I am jumping right into a remote sensing research scientist position here at USask within the Department of Geography and Planning. Our research group recently received funding from the Canadian Space Agency to undertake a 3-year project that looks at enhancing woody plant encroachment detection in grasslands using multi-source Earth observation (EO) data as part of the “Research Opportunities in Satellite EO”. We were one of the 17 projects selected from post-secondary institutions.

By leveraging advanced technology and diverse satellite imagery, the project seeks to develop methods to accurately estimate woody plant cover, detect WPE at an early stage, investigate driving factors, and identify vulnerable regions. In addition, I will be working alongside my husband (Lampros Nikolaos Maros), who will be looking at assessing the economic and environmental benefits of WPE detection on Canadian grasslands. Our overall goal is to provide a comprehensive understanding of and methodologies for WPE detection and impacts.

I am really looking forward to being part of a wonderful project team and to seeing how this project will turn out!

About the Author

Krista Amolins is a Higher Education Specialist with Esri Canada.

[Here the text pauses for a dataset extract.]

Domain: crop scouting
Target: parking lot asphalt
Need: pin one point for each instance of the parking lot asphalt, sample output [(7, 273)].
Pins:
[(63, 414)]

Her career in GIS started when she came across the Geodesy and Geomatics Engineering program at the University of New Brunswick and thought it sounded interesting. She earned a PhD in Geomatics Engineering, focusing on lidar data classification, and now she supports teaching and learning with ArcGIS at colleges and universities across Canada. Krista particularly enjoys interacting with the students who receive an Esri Canada GIS Scholarship or apply for the Esri Young Scholars Award each year. She also enjoys playing with apps and doing a bit of coding when she has time.